This model is currently being fine-tuned with deepspeed+bf16 weights using the dataset from Robert A. Gonsalves' article "I Once Trained an AI to Rhyme, and It Took GPT-J a Long Time. Since the Colab was slow, I upgraded to Pro. Each limerick cost me a dime."
https://towardsdatascience.com/i-once-trained-an-ai-to-rhyme-and-it-took-gpt-j-a-long-time-de1f98925e17
Some examples generated by the 8-bit version of this model (separately fine-tuned on 1 epoch with 1 rtx3090):
I've a limerick model file,
Which, when opened, presents a pile
Of bad-to-good verse.
I don't think it's much worse
Than the limerick I wrote in my style.
On your index cards, write down your need,
And arrange them in order of speed.
When you're done, you'll recall
Which one's quicker than all,
And you'll know which is best, if indeed.

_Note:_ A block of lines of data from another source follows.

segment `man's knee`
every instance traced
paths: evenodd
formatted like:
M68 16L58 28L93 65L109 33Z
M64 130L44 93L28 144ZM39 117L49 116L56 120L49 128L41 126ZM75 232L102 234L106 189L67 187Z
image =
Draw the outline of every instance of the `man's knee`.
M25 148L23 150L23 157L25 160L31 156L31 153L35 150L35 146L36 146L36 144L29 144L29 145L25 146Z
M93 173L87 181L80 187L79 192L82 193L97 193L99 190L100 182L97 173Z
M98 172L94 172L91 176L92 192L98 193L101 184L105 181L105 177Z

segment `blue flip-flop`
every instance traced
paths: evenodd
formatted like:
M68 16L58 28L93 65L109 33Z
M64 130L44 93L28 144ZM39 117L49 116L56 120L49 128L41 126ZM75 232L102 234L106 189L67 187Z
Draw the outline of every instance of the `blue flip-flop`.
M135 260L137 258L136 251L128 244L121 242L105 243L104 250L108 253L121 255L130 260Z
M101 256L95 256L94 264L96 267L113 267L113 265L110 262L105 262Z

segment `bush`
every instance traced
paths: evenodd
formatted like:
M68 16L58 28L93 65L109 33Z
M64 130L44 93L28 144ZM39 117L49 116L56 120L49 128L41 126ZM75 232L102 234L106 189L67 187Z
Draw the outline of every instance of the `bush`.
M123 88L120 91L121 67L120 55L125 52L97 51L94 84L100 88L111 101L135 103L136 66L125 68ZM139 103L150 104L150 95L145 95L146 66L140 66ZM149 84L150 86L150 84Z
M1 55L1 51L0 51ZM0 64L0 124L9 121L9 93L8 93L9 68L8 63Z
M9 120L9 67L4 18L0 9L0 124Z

Unfortunately, support for 8-bit FTing doesn't seem widely available yet on HF:
"8-bit state dicts cannot currently be loaded directly into the 8-bit model after being pushed on the Hub. This is due to the fact that the statistics (remember weight.CB and weight.SCB) computed by the model are not currently stored or taken into account inside the state dict, and the Linear8bitLt module does not support this feature yet. We think that having the ability to save that and push it to the Hub might contribute to greater accessibility."
https://huggingface.co/blog/hf-bitsandbytes-integration#saving-8-bit-state-dicts-on-the-hub
Here's what the bf16 model (not the unavailable 8bit model) could do after 160 steps with batch size 24:
Prompt: Baseball
0: fun \ gun \ games \ names \ on
1: games \ rages \ play \ day \ cheers
2: all \ call \ old \ gold \ hell
3: games \ rants \ all \ call \ beers
4: all \ shall \ games \ guys \ ball
5: game \ name \ best \ chest \ fame
6: games \ dreams \ drehs \ prehs \ kwames
7: games \ fears \ yanks \ cheers \ beers
Going through the multi-step process outlined by Robert A. Gonsalves in his article, it is possible to make a very crude limerick-like poem using the new bf16 trained weights, despite the fact that it hasn't seen much phonetic data yet from the training set:
You've got to be careful when you game:
Don't forget that they've got a name
For some of the best
Baseball games on the chest
If you forget, then they'll have your fame.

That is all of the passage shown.